One of these applications which is really a dream for a computer architect is the deep learning space, because in deep learning, there is so much computing needed that any innovation (2%, 3%, 5%, 10%) which can be brought together and have more solutions to this problem. Deep learning is therefore an
application which is very rich in possibilities and RISC-V is the processor that allows us to experiment with these ideas in a very effective way
Project Details –
What we are doing with this project is taking a processor which is available that has decent attributes with respect to how you would interface to it. We are taking a very small set of instructions from the deep learning stack that are important and we are trying to build a project around that problem.

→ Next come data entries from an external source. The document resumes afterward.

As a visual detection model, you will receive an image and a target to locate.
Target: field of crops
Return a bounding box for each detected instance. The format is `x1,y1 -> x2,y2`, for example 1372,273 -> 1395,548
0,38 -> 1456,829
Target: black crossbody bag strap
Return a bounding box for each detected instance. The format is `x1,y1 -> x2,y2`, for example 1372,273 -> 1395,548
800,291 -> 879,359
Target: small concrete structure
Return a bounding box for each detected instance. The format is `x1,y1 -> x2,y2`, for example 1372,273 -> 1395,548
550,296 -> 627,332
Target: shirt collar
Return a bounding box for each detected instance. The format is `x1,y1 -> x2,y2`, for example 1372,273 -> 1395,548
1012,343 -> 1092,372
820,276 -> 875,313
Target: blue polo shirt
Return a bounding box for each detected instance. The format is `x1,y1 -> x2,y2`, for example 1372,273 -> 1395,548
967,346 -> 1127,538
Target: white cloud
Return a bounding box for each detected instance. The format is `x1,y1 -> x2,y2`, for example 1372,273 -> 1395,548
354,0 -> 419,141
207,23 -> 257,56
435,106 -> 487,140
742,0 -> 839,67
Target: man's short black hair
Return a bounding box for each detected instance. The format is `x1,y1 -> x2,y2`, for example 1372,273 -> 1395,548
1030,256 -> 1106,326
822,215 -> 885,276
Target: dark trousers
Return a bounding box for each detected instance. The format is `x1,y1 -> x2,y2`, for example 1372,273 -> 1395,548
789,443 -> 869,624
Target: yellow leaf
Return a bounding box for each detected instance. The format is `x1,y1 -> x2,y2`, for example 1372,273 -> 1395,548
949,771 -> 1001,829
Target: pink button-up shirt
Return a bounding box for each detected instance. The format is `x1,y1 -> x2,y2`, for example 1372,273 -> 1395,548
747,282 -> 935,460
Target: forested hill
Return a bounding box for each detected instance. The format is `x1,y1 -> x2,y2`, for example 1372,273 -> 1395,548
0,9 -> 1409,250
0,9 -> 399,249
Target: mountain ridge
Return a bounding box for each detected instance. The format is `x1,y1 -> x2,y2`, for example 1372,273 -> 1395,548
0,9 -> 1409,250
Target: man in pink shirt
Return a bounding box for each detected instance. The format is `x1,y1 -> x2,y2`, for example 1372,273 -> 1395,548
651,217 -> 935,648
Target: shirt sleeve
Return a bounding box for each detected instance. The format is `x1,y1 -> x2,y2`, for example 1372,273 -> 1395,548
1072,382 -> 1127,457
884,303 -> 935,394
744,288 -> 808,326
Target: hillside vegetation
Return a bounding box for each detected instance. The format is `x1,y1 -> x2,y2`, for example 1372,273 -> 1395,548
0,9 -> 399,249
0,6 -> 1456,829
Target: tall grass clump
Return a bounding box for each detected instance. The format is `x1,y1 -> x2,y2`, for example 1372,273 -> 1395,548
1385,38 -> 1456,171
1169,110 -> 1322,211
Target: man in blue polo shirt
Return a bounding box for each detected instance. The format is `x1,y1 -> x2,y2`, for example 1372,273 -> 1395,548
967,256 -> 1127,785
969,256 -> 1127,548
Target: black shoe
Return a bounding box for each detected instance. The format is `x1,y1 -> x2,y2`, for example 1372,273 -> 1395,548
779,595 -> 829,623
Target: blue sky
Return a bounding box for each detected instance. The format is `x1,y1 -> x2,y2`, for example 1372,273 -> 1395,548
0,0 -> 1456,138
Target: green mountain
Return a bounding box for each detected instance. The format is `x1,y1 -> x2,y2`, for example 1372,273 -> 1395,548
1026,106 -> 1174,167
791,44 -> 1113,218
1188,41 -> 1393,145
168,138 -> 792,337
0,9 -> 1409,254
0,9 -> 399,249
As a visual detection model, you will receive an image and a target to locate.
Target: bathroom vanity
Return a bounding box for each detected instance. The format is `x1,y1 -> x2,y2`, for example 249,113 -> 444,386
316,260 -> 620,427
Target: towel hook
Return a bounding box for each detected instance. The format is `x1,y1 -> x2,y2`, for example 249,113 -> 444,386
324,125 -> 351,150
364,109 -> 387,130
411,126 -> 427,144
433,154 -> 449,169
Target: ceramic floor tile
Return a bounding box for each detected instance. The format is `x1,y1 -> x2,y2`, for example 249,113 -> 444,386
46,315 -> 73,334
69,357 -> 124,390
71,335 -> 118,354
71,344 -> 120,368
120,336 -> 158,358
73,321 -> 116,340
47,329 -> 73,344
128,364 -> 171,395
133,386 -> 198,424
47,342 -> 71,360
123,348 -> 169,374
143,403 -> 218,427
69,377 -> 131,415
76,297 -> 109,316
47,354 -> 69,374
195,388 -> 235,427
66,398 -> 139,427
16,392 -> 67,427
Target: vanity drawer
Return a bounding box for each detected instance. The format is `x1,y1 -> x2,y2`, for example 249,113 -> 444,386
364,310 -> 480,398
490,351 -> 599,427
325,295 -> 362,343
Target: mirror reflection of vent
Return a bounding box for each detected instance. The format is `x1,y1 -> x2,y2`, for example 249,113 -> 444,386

So, there’s going to
be a RISC-V core and there’s going to be a RISC-V vector extension accelerator.
The different projects which we have here are 1) modifying RISC-V core so that it recognizes all these instructions to a vector accelerator 2) vector accelerator itself is decoding vector instructions and managing the execution and retirement of these vector instructions
This project also is trying to work towards an Sky130 MPW. So, we need to have these pieces together but that’s going to take quite a few people and a couple of more projects. But fundamentally, the project is to build pieces of vector engine and pieces that vector engine has are vector execution
machinery, then we have a vector decode unit which makes sure you can recognize these vector instructions. And then we have 2 complicated pieces which are vector load unit and vector store unit
Vector load is the engine that makes requests to cache or memory and transforms that to updates of a distributed memory in the vector engine. Vector store unit does exactly the opposite – takes distributed memory across the vector engine and collates these requests or data elements in a writeable entity to the
memory
Execution Strategy –
You will be sent 2 base papers 1) One is research paper which pertains to leveraging vector engines on FPGAs 2) Other one is modern RISC-V implementation of a vector engine that is tailored to ASIC design
The basic project is that we really need a vector engine that can do vector scale, vector add, dot product, and one thing that this project is unique in is what we are interested in is fused dot product, which is essential in deep
learning.
One of the big problems which traditional HPC engines have with respect to deep learning is that they don’t support these fused dot products. But if you look at all the chips which are out there designed for AI, they all have this feature. And it’s a problem for vector machines because it basically ties your vector lanes
together. We somehow must accumulate partial results and that basically ties the vector lanes together, which you would like to be independent.